Weekly Links #30
I don't even know where to start. Paradoxically, it's because of too few links this time, rather than too many. How do you tie together thematically a handful of completely different topics?
Oh well. Two weeks ago I was writing about Kickstarter projects that fail after being funded. Well, here's a postmortem of one that succeeded. As it turns out, that takes a lot more than just enthusiasm. And money is never as much as it appears.
Speaking of money, from another of my favorite gamedev bloggers comes a fascinating opinion piece claiming, in essence, that for a lot of people making games is just an escape, a release valve, much like a lot of people play guitar without any expectation that they'll ever perform in front of an audience, let alone make money from it.

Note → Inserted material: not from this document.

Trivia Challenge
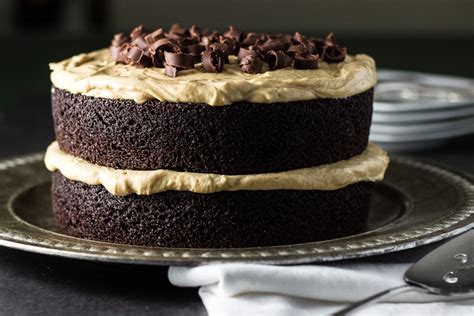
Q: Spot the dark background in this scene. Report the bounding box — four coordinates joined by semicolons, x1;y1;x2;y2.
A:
0;0;473;157
0;0;473;314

Which is pretty much what No Time To Play's motto, "when development IS the game" has been trying to remind readers for the past five years.
Not that I'd mind people Flattr-ing our games from time to time...
In unrelated news, there have been a lot of unusual first person 3D games as of late that got people talking, such as The Stanley Parable and Gone Home (curiously enough, last year's Proteus didn't cause such a stir). Now Rock, Paper, Shotgun alerts us of another one, called 3DTextAdventure — which doesn't leave room for much more of a description, really. I couldn't help but notice the reviewer pointing out how limited the text adventure side is. D'oh, it's hard enough making even a two-word parser and a primitive world model, and that's for someone who knows a bit about the genre. (Cough, cough.)
But mostly, it's hard to make a first person 3D adventure, period. Over at The Monk's Brew, a graphical adaptation of the acclaimed story game Vespers has been in development for eight years now and is still a long way from being done. The 3D side of the equation is hard enough already -- my brain starts to melt every time I try to look into it. Then you have the sophisticated world model of modern interactive fiction. Now imagine having to blend the two. Not just in the sense of being able to, say, push/pull/turn/move a wooden crate (physics engines exist for a reason); you also have to script and animate any events it triggers, consider possible side effects and so on. It's no longer a simple matter of typing a textual account of what happens and code to set a few flags. Especially when you have an entire cast of complex NPCs staging a virtual theatrical play.
It makes me conflicted. On the one hand, I wish developers were more reasonable. Sticking to the basics is usually the best way to get something done. On the other hand, someone has to push the state of the art. And my readers know how much I like first person games.